就目前的代码，只有 kvm 机制使用 preempt_notifier ，当 vcpu_load 的时候，注册上 preempt_notifier ，当 vcpu_put 的时候，将 preempt_notifier 取消掉注册。

/*
 * Switches to specified vcpu, until a matching vcpu_put()
 */
void vcpu_load(struct kvm_vcpu *vcpu)
{
	int cpu = get_cpu();

	__this_cpu_write(kvm_running_vcpu, vcpu);
	preempt_notifier_register(&vcpu->preempt_notifier);
	kvm_arch_vcpu_load(vcpu, cpu);
	put_cpu();
}
EXPORT_SYMBOL_GPL(vcpu_load);

void vcpu_put(struct kvm_vcpu *vcpu)
{
	preempt_disable();
	kvm_arch_vcpu_put(vcpu);
	preempt_notifier_unregister(&vcpu->preempt_notifier);
	__this_cpu_write(kvm_running_vcpu, NULL);
	preempt_enable();
}
EXPORT_SYMBOL_GPL(vcpu_put);

@[
        vcpu_load+0
        kvm_vcpu_ioctl+424
        __arm64_sys_ioctl+180
        invoke_syscall+80
        el0_svc_common.constprop.0+72
        do_el0_svc+36
        el0_svc+52
        el0t_64_sync_handler+268
        el0t_64_sync+400
]: 12

也就是说，在 vcpu_load 和 vcpu_put 之间，kvm thread 线程可以被调度走，当离开的时候，需要执行操作，把 vCPU 资源和物理 CPU 解绑，而当被调度回来，继续运行的时候，vCPU 需要将资源重新和物理 CPU 绑定 (该物理 CPU 可能已经是另外一个物理 CPU 了)。

PREEMPT 的三个模式的差别是什么?

如果 CONFIG_PREEMPT_DYNAMIC 打开之后，具体定义在: kernel/Kconfig.preempt

	preempt=	[KNL]
			Select preemption mode if you have CONFIG_PREEMPT_DYNAMIC
			none - Limited to cond_resched() calls
			voluntary - Limited to cond_resched() and might_sleep() calls
			full - Any section that isn't explicitly preempt disabled
			       can be preempted anytime.  Tasks will also yield
			       contended spinlocks (if the critical section isn't
			       explicitly preempt disabled beyond the lock itself).
			lazy - Scheduler controlled.
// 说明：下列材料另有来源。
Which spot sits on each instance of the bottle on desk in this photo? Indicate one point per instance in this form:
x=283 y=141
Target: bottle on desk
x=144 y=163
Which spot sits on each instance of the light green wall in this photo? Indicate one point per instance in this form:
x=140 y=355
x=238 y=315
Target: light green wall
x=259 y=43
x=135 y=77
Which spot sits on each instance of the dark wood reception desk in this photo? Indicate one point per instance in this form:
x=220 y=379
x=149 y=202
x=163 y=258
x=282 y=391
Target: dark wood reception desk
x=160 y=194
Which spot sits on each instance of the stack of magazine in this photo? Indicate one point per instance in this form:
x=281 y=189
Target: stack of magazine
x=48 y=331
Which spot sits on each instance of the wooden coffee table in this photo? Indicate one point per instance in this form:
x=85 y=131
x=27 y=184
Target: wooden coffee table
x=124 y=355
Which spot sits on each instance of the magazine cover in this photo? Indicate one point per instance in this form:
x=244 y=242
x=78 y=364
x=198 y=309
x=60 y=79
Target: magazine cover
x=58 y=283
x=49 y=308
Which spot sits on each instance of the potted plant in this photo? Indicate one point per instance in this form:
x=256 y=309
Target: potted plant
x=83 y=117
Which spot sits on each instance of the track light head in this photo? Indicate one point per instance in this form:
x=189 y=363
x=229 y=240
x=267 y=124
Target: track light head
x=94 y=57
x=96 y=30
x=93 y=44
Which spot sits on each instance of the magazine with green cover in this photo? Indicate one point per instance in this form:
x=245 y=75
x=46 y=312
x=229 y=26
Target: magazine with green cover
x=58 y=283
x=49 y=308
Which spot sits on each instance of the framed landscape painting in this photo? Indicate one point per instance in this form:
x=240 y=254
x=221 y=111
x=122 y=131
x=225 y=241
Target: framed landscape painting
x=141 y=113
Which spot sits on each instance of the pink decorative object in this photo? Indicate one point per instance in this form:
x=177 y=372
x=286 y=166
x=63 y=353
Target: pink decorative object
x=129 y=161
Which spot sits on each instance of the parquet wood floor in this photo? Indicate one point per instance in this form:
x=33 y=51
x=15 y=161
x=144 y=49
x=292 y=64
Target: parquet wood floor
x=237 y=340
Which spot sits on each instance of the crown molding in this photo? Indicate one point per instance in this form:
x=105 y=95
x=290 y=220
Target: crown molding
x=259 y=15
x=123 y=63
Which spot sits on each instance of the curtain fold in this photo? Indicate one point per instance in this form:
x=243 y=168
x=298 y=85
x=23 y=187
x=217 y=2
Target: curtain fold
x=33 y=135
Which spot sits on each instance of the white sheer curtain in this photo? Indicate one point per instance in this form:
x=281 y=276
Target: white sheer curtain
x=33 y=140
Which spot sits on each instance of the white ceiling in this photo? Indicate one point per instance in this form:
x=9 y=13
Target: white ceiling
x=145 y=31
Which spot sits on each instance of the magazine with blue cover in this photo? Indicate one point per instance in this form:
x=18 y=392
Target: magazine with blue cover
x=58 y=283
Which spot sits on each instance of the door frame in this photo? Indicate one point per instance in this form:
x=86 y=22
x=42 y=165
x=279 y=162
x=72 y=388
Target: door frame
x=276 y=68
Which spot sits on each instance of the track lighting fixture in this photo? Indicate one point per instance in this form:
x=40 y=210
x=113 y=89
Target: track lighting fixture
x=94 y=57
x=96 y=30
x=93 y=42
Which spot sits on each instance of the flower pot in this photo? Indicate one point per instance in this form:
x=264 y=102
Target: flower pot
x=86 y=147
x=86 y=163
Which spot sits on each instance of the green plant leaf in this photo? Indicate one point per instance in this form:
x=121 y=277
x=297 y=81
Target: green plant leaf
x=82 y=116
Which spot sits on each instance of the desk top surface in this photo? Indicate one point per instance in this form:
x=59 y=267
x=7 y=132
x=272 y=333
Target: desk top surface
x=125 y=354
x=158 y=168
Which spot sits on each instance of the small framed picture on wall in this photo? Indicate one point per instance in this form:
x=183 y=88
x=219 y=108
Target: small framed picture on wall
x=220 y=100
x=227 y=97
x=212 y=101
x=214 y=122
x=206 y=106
Similar to full but instead
			       of preempting the task immediately, the task gets
			       one HZ tick time to yield itself before the
			       preemption will be forced. One preemption is when the
			       task returns to user space.

再次强调一次，CONFIG_PREEMPT_VOLUNTARY 多出来的地方就是 might_sleep()

kernel/Kconfig.preempt

No Forced Preemption (Server)
Voluntary Kernel Preemption (Desktop) CONFIG_PREEMPT_VOLUNTARY
Preemptible Kernel (Low-Latency Desktop) CONFIG_PREEMPT

server 中的 config :

zcat /proc/config.gz | grep PREEMPT

CONFIG_PREEMPT_NONE_BUILD=y
CONFIG_PREEMPT_NONE=y
# CONFIG_PREEMPT_VOLUNTARY is not set
# CONFIG_PREEMPT is not set
# CONFIG_PREEMPT_RT is not set
# CONFIG_PREEMPT_DYNAMIC is not set
CONFIG_HAVE_PREEMPT_DYNAMIC=y
CONFIG_HAVE_PREEMPT_DYNAMIC_KEY=y
CONFIG_PREEMPT_NOTIFIERS=y
# CONFIG_PREEMPTIRQ_DELAY_TEST is not set

这个是服务器的配置，想不到默认连 PREEMPT 都没有打开。由于 PREEMPT 没有打开，所以 PREEMPT_RCU 没有打开。

nixos 中的结果:

CONFIG_PREEMPT_BUILD=y
CONFIG_ARCH_HAS_PREEMPT_LAZY=y
# CONFIG_PREEMPT_NONE is not set
CONFIG_PREEMPT_VOLUNTARY=y
# CONFIG_PREEMPT is not set
# CONFIG_PREEMPT_LAZY is not set
# CONFIG_PREEMPT_RT is not set
CONFIG_PREEMPT_COUNT=y
CONFIG_PREEMPTION=y
CONFIG_PREEMPT_DYNAMIC=y
CONFIG_PREEMPT_RCU=y
CONFIG_HAVE_PREEMPT_DYNAMIC=y
CONFIG_HAVE_PREEMPT_DYNAMIC_CALL=y
CONFIG_PREEMPT_NOTIFIERS=y
# CONFIG_DEBUG_PREEMPT is not set
# CONFIG_PREEMPT_TRACER is not set
CONFIG_PREEMPTIRQ_DELAY_TEST=m

再次体会他们的关系的地方: include/linux/kernel.h

#ifdef CONFIG_PREEMPT_VOLUNTARY_BUILD

extern int __cond_resched(void);
# define might_resched() __cond_resched()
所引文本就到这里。